The angel blinked, and Dean got the impression that he was back in the present. Echoes of joys Dean could never know blazed and then slowly died in Cas's eyes. He looked smaller and more fragile without them. Pain squeezed in Dean's chest, and he made an effort to let his sympathy show. He briefly touched Castiel's rough jaw line, just to let him know that we was there.
"So . . . now that he's a demon, things around him die?"
A resigned nod. "Things die. And he is always hungry."
Dean's stomach did this little shake, like it was getting ready for the bad part. It must have recognized that look on Cas's face. The slightly reluctant, somewhat apologetic, but mostly Sayer of Doom one. Always hungry.
Dean let his eyes fall shut. "Always hungry," he repeated.
"For---"
"Do not tell me he eats dead people," Dean said in his reprimanding voice.
There was no reply.
A quick chill wiped all Dean's strength away in one second, but in the next a rush of heated anger had him pushing off the counter. "Aww, man! That is beyond gross!"
"He that eateth my flesh, and drinketh my blood, dwelleth in me, and I in him," Cas quoted softly.

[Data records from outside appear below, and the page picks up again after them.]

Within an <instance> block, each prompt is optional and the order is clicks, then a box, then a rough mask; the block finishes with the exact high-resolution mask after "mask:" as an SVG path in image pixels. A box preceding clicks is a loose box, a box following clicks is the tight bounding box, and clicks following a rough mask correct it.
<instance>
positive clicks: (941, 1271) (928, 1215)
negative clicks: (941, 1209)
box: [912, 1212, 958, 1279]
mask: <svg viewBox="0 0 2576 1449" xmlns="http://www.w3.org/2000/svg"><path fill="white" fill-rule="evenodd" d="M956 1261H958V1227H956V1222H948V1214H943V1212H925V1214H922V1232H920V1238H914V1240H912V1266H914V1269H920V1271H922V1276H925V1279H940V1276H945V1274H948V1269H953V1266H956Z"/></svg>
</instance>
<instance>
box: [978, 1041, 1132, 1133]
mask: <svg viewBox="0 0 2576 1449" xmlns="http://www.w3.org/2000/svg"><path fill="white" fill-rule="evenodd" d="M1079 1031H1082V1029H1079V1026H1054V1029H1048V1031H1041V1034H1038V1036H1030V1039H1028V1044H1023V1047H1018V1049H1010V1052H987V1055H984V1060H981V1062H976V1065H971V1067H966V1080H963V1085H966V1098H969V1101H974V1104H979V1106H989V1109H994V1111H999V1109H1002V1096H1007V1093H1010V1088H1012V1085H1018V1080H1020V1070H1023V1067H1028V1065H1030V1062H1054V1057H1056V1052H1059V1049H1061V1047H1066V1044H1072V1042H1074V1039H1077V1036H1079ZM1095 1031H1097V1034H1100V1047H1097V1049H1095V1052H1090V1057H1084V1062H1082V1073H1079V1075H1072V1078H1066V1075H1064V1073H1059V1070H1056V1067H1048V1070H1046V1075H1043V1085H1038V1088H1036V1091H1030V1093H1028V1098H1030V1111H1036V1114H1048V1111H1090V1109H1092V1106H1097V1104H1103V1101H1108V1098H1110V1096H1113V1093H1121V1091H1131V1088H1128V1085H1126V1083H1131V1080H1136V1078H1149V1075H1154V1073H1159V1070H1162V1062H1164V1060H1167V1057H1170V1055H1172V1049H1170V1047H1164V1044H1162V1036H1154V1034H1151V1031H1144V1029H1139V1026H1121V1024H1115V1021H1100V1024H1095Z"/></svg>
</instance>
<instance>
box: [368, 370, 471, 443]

"Yeah? Well, I always thought that was pretty gross, too." Dean clutched the bag of money tighter in his fist and strode away, slamming through the break room and out into the lobby, turning only when he'd reached the door. He thought furiously but willed himself to speak like he was sane. "So, basically, Asag just shot fish in a barrel. And there's a very good chance he's out there right now chowing down on a bunch of corpses."
"Basically, yes."
God, he hated demons. Dean drew a breath and wiped his face with one hand. They were going to need a plan, which meant---
"Shit! Where's Sam?" Dean dropped the money and struggled to get a hand back through his suit.
"I don't know, I hid you both from my sight." Cas took a step from where he stood behind the cashier's counter and appeared at Dean's side.
"God dammit!" Dean jerked and stretched to reach his cell phone, his pulse beating loud in his ears.